Note how he does not allow the clubshaft to bypass his lead arm (from an angular rotational perspective) and note how his superb DH-hand release action allows him to have a very low clubface ROC between impact and P7.4. Note that he still has a significantly bent rear wrist at P7.4, which probably helps him to "stabilise" his lead wrist and club handle through impact.

It is a pity that Phil Mickelson does not routinely use a DH-hand release action for his driver swing action. If he had much better "driving accuracy" stats during the past few decades, then he could have possibly won even more PGA tour competitions during his illustrious career.

Finally, I am going to comment on a wide-spread "belief" held by certain golf instructors, who believe that a DH-hand release action will limit the maximum clubhead speed that can be obtained at impact when swinging a driver.

I believe that their "belief" is unfounded and I suspect that that they are mixing-up a "DH-hand release action" golf swing technique with a "handle-dragging" golf swing technique.

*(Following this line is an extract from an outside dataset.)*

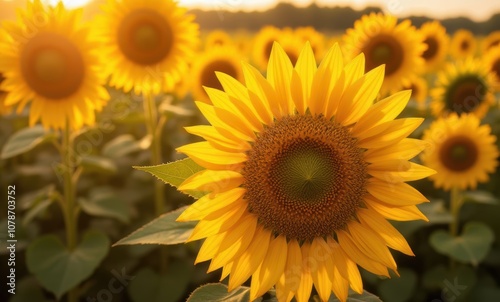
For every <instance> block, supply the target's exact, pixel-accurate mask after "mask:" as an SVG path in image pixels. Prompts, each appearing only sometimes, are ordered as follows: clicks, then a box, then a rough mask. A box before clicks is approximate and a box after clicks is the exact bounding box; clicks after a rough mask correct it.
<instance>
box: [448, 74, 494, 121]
mask: <svg viewBox="0 0 500 302" xmlns="http://www.w3.org/2000/svg"><path fill="white" fill-rule="evenodd" d="M485 97H486V85H485V84H484V81H483V80H482V79H481V78H480V77H479V76H478V75H467V76H462V77H459V78H457V79H456V80H455V81H453V82H452V83H451V84H450V85H449V87H448V89H447V90H446V93H445V100H446V106H447V109H448V111H450V112H456V113H457V114H462V113H470V112H473V111H474V110H476V108H477V107H478V106H479V105H481V104H482V103H483V101H484V99H485Z"/></svg>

I have described the differences between these two very different golf swing techniques in this review paper, and if you understand those differences then you will more easily understand why a DH-hand release action does not limit a golfer's ability to drive the golf ball a very long distance.

Consider the superb DH-hand release action of Cameron Champ, who is presently one of the longest drivers of the golf ball in the PGA tour.



Image 1 is at P7, image is at P7.2, image 3 is at P7.4 and image 4 is at P7.6.

Note how Cameron Champ keeps his clubface square to his clubhead arc all they way between P7 and P7.4 and that he simultaneously prevents the clubshaft from bypassing his left arm (from an angular rotational perspective) during that early followthrough time period.

I know of no logical reason why using a DH-hand release action should limit a golfer's driving distance if he has the requisite athleticism and flexibility and skill needed to flawlessly perform a DH-hand release action (like Cameron Champ). 

In conclusion, if any reader of this review paper disagrees with any of my personal opinions expressed in topic number 6 of this review paper, and if he believes that they are wrong-headed, then I would highly encourage him to send me a detailed explanation that explains why he believes that my opinions are wrong-headed. I will gladly post his unedited explanation in the Page of Addendums that accompanies this review paper. If I agree that the detailed explanation demonstrates that my opinions are wrong-headed, then I will effusively thank that person for teaching me "something" new about golf swing biomechanics, mechanics or kinetics.

 

Jeffrey Mann.

February 2019.

Note that topic number 5 was completely revised in December 2020.